Bodhi and Glade reached to unholster weapons that weren’t there.
“Rolly, come on! The party’s starting,” the guy yelled. He banged on the door again.
Bodhi heard the woman return. “This isn’t Rolly’s door. He’s the next one over there.” Their footsteps faded away.
Bodhi sidled up to the window to watch them exit the building while Glade listened at the door to be sure they had left the floor.
Bodhi looked back at Glade. “So you and your wife had a baby?”
“The baby lived but my wife died. I listened to the medico.” Glade’s countenance fell. “I should have known better.”
“Medico?”
“In this part of the country that’s what they call a healer, a doctor type. Apparently before the flood, the medico’s father had been the mayor. His family claimed the town as theirs, but the citizens hated their family.
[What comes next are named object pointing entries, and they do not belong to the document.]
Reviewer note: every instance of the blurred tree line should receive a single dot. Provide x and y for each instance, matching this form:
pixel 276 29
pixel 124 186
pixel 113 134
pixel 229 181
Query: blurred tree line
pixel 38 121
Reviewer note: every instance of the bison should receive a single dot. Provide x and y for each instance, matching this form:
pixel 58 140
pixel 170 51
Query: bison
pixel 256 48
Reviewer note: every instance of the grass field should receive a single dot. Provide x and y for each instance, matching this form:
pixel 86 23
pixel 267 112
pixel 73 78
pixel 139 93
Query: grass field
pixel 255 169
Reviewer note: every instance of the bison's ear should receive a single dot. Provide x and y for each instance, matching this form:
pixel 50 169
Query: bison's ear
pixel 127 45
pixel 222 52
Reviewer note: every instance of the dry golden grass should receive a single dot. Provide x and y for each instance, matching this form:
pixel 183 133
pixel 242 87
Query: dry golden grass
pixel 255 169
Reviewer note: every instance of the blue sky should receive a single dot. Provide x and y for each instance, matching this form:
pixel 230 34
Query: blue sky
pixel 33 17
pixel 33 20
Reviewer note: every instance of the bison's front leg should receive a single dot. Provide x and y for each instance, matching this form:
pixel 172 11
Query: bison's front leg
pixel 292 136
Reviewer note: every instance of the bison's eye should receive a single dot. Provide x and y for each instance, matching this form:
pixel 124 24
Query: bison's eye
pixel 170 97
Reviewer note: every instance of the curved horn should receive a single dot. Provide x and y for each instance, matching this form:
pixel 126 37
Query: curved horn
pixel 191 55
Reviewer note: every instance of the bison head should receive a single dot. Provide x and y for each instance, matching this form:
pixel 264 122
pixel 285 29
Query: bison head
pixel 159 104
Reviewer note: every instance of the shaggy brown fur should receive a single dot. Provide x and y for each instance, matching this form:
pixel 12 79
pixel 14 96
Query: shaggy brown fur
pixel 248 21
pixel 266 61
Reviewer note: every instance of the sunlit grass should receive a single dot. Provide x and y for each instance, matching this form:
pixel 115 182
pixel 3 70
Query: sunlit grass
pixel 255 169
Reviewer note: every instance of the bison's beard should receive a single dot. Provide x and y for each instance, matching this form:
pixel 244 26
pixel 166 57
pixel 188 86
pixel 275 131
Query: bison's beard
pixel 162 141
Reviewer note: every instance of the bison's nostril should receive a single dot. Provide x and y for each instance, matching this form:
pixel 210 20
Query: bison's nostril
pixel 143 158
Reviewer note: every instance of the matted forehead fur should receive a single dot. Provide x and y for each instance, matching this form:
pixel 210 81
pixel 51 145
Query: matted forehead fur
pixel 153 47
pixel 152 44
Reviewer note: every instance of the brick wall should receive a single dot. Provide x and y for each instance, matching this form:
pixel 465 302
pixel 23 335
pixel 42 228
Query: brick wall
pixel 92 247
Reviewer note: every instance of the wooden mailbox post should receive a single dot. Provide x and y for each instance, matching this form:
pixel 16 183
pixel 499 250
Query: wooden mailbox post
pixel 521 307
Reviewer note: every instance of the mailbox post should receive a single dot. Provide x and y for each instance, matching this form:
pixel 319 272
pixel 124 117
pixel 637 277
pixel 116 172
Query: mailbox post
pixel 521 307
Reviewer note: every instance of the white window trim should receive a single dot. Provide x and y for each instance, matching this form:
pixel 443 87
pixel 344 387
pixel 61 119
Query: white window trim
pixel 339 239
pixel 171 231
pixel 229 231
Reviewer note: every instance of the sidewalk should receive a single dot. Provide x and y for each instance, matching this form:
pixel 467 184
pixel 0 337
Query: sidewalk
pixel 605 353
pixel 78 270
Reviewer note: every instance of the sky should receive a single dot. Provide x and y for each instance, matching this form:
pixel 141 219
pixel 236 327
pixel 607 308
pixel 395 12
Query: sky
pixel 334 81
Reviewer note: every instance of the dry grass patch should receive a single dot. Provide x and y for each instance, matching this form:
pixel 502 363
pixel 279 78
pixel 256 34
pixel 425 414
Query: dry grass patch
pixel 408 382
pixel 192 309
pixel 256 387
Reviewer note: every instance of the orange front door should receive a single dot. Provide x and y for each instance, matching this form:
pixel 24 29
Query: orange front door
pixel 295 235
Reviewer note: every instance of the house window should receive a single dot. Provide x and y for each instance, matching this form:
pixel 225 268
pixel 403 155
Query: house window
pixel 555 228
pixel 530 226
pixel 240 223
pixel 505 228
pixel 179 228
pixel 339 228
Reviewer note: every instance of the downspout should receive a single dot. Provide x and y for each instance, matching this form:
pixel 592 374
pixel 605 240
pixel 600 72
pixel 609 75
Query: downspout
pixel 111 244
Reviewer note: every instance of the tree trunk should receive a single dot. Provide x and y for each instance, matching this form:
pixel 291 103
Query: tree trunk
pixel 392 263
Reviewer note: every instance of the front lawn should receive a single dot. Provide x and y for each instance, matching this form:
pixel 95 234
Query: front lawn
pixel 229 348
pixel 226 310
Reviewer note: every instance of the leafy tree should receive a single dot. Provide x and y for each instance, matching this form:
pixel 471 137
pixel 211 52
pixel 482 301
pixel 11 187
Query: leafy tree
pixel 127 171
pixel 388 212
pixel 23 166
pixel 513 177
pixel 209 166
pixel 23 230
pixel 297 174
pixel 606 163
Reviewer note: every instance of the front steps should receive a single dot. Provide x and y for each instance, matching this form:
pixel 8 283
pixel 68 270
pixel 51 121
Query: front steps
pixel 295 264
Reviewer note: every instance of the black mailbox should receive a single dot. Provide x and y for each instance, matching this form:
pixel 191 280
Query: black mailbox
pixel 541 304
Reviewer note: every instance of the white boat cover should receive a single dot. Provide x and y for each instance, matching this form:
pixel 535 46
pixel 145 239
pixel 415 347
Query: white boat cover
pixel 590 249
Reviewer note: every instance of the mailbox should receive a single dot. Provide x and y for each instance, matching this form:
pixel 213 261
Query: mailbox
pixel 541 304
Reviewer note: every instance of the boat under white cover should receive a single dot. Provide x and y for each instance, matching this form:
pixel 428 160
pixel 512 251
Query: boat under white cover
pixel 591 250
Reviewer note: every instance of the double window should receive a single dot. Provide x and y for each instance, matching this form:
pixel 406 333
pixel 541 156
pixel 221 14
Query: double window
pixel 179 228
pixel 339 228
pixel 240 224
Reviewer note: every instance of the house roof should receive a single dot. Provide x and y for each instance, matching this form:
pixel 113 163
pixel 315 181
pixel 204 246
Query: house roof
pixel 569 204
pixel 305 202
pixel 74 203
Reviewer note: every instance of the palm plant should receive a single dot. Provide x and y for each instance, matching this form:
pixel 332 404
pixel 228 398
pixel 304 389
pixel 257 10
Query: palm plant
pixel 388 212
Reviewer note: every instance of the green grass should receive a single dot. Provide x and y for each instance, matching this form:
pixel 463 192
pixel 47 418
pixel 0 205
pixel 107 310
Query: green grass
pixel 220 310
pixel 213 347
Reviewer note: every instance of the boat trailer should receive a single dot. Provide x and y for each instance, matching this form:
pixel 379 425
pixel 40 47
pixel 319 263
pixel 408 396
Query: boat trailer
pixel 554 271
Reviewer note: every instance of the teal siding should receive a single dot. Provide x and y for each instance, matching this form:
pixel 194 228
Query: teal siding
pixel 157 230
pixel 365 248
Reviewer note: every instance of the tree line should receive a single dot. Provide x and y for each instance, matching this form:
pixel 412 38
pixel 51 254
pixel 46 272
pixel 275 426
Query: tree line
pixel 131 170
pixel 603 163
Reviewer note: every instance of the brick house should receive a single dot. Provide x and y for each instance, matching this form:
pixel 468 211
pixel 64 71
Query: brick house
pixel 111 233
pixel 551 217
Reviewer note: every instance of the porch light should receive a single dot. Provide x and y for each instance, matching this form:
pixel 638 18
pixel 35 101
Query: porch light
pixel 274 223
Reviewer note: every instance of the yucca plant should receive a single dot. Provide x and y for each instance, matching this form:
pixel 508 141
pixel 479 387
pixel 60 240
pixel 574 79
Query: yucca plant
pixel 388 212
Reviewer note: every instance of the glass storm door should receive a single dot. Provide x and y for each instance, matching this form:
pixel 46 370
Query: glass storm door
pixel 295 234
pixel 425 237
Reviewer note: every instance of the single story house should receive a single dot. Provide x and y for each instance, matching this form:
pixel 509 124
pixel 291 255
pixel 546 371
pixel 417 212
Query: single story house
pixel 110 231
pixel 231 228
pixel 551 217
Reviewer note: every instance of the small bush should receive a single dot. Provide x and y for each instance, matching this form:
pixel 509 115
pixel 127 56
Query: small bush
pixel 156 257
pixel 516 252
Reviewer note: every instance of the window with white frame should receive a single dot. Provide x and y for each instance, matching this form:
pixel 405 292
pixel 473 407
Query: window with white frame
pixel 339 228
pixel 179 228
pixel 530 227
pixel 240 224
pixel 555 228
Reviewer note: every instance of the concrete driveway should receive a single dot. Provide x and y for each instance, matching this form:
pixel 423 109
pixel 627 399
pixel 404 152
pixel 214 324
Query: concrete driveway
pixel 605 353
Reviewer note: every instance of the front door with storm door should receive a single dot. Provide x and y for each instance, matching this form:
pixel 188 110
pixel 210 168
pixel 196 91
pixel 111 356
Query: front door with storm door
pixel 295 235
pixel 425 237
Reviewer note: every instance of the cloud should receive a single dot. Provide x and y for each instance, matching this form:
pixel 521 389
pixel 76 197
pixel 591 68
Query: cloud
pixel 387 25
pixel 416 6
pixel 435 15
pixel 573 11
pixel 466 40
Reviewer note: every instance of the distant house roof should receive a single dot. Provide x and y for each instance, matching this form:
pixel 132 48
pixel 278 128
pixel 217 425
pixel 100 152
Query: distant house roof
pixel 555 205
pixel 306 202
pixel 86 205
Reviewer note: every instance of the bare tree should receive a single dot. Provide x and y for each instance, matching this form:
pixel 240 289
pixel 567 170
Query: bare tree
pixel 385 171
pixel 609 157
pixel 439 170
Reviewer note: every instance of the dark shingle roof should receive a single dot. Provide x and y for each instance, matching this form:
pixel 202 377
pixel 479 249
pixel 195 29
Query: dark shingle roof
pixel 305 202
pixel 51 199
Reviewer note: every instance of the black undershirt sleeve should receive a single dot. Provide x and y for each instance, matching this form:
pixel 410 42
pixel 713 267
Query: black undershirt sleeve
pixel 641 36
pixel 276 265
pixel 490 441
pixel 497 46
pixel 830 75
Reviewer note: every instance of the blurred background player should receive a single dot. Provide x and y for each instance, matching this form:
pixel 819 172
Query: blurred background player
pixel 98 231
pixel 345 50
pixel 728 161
So granted, I did save the citizens from the flood, but I think they chose me as the leader just to spite the medico’s family.”
“So 120 years later, revenge is still the driving force for the medico’s family? And this doctor gave you bad information?” Bodhi’s pulse had quickened—either from the loud constant noise or from fear for Glade’s other child.
Glade, visibly shaken, clutched at his chest and fingered a silver chain Bodhi hadn’t noticed before. “They said my wife contracted a blood disease and she and the baby would die before the due date. The medico insisted on a treatment that I knew was wrong.”
Bodhi shut his eyes and his voice softened. “What happened?”
“My wife delivered our daughter and died an hour later.”
“I’m sorry for your wife. What happened to your daughter?”
“I devoted myself to her, but I couldn’t take it. She looked exactly like her mother, even had the same mannerisms.” Glade’s voice choked.
Bodhi had never seen Glade vulnerable, and it unnerved him. He felt like he shouldn’t be looking.
Pain etched itself on Glade’s face. “The longer I was around my daughter, the more I wanted to end my existence. I missed my wife so much. So twenty years ago, when the pain became too great, I ran away and never went back.”